Are they right that even their own elders are in the process of selling them out? A strength of the movie is that it leaves some ambiguity on this point. Some of the parties do seem clearly to be doing so, like the bar owner. Some, though, might not be fully corrupt and might be capable of acting on principle and trying to do right by the oppressed—like the new cop or the Muslim Brotherhood guy, with the key word being “might.” You don’t know for sure what everybody intends to do, or will do when the risk and/or the temptation is turned up substantially. But the kids seemingly are assuming the worst, or at least are not bothering to wait to find out.
Emotionally, I find it hard not to side with the kids. I’m a very nonviolent person, but there’s still at least a small part of me that instinctively wants to lash out violently against injustice.

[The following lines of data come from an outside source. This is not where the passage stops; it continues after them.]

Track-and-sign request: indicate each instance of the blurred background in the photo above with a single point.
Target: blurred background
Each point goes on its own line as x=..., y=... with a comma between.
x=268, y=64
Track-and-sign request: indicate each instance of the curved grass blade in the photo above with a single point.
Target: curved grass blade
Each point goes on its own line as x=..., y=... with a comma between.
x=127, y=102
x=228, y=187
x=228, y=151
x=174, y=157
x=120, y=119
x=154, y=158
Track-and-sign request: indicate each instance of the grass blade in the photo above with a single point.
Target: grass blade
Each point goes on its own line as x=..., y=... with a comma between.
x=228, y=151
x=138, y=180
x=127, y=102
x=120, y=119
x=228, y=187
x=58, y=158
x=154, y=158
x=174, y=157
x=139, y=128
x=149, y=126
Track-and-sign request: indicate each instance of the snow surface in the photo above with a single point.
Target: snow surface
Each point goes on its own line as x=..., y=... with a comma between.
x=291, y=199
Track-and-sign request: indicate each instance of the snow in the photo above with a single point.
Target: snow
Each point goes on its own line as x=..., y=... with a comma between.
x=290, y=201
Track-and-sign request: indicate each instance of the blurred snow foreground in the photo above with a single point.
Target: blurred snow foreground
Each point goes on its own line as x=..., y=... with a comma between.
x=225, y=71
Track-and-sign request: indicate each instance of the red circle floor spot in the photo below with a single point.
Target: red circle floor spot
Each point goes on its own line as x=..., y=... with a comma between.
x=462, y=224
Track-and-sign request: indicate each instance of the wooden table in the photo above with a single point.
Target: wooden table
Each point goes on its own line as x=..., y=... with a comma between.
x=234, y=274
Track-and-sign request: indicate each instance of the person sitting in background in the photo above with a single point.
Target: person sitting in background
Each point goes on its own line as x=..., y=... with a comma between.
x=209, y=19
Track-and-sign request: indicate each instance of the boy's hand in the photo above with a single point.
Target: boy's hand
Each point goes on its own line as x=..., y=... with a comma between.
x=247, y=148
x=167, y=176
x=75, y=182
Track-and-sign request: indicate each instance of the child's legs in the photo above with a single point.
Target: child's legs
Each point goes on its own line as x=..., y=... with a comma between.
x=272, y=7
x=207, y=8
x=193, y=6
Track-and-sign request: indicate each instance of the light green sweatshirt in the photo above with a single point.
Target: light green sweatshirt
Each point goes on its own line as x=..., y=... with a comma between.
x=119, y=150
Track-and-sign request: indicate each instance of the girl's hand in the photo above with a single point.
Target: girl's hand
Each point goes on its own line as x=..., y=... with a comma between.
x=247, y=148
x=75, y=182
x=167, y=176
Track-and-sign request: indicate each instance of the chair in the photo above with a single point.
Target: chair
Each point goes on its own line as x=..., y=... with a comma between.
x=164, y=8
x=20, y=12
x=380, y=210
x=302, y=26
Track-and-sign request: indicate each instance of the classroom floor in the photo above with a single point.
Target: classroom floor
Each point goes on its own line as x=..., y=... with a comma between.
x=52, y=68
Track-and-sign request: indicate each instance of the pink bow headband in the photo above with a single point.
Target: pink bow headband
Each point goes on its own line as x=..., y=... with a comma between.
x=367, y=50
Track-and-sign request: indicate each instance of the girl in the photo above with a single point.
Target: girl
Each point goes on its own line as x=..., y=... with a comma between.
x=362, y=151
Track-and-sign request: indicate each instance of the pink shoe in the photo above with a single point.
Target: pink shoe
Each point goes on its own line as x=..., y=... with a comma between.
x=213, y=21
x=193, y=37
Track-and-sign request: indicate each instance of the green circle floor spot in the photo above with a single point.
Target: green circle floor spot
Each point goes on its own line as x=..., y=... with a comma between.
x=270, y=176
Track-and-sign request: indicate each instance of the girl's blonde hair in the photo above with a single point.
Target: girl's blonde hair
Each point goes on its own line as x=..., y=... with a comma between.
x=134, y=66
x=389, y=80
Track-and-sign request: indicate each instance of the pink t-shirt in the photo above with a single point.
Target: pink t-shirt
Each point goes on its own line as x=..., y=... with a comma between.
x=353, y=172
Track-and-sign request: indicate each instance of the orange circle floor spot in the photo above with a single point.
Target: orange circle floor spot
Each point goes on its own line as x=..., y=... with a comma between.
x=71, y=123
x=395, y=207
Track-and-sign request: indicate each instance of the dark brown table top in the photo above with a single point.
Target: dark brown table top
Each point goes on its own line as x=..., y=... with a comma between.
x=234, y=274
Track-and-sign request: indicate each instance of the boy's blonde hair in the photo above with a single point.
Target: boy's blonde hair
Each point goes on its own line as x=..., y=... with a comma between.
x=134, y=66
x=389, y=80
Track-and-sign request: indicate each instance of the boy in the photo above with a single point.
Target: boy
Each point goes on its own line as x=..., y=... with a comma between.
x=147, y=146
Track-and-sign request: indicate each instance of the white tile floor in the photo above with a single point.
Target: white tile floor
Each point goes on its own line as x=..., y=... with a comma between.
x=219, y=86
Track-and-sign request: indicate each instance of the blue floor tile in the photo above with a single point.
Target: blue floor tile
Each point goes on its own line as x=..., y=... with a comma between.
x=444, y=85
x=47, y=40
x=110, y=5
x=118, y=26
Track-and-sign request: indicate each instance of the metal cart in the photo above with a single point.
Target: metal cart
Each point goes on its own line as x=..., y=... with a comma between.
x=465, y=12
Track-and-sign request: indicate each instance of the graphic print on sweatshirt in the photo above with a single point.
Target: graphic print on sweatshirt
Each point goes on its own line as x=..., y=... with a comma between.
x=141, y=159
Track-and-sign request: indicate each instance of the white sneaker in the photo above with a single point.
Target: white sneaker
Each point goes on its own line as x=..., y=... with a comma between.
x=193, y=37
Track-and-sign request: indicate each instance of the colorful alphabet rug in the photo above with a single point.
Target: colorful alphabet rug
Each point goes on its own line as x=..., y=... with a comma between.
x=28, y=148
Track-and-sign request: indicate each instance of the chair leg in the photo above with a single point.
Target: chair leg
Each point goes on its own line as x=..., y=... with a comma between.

My principles tell me no, but that emotional part of me was very much rooting for them to kill the fucking cops.
The rage is understandable. The violence is understandable. I feel that pull myself. That doesn’t make it right, but it’s hard not to want the underdogs to stick it to those who have been abusing them with impunity.
I think you have to step back and realize that everyone does fucked up shit—the oppressors, the oppressed, and everyone in between. The film closes with an epigraph from Hugo: “There are no bad plants or bad men; there are only bad cultivators.” The shocking violence and destruction from the neighborhood kids didn’t arise in a vacuum. But neither did the crime and corruption of the adults in the neighborhood nor the brutality of the cops (nor for that matter the actions of the much more indirect perpetrators of injustice who create and sustain the worldwide economic and political systems that result in inhuman conditions like we see in this slum). It takes extraordinary strength and courage to break the cycle by refusing to respond to your victimization by imposing suffering in response on your tormentors or others, but that’s the only way that moral progress happens.
So that’s really what you need to root for (as satisfying as it would be at a certain level to see cops like these get their comeuppance as brutally as possible).
If I try to look at Les Misérables as objectively as I can, it seems like a very well made movie on an intense and important subject. Indeed, as I was walking out I heard people talking about how impressive it was, and how it was the most powerful movie they had seen in memory. But I have to admit that there were significant stretches where I was kind of forcing myself to stick with it. I just wasn’t as fully caught up in this movie as it seems like it deserves. Maybe I wasn’t in the right mood for it or something.
So if I go just by my subjective experience of the film, I’d give it a modest thumbs up. But again, if I step back and try to assess it more objectively, I think it warrants a higher rating than that.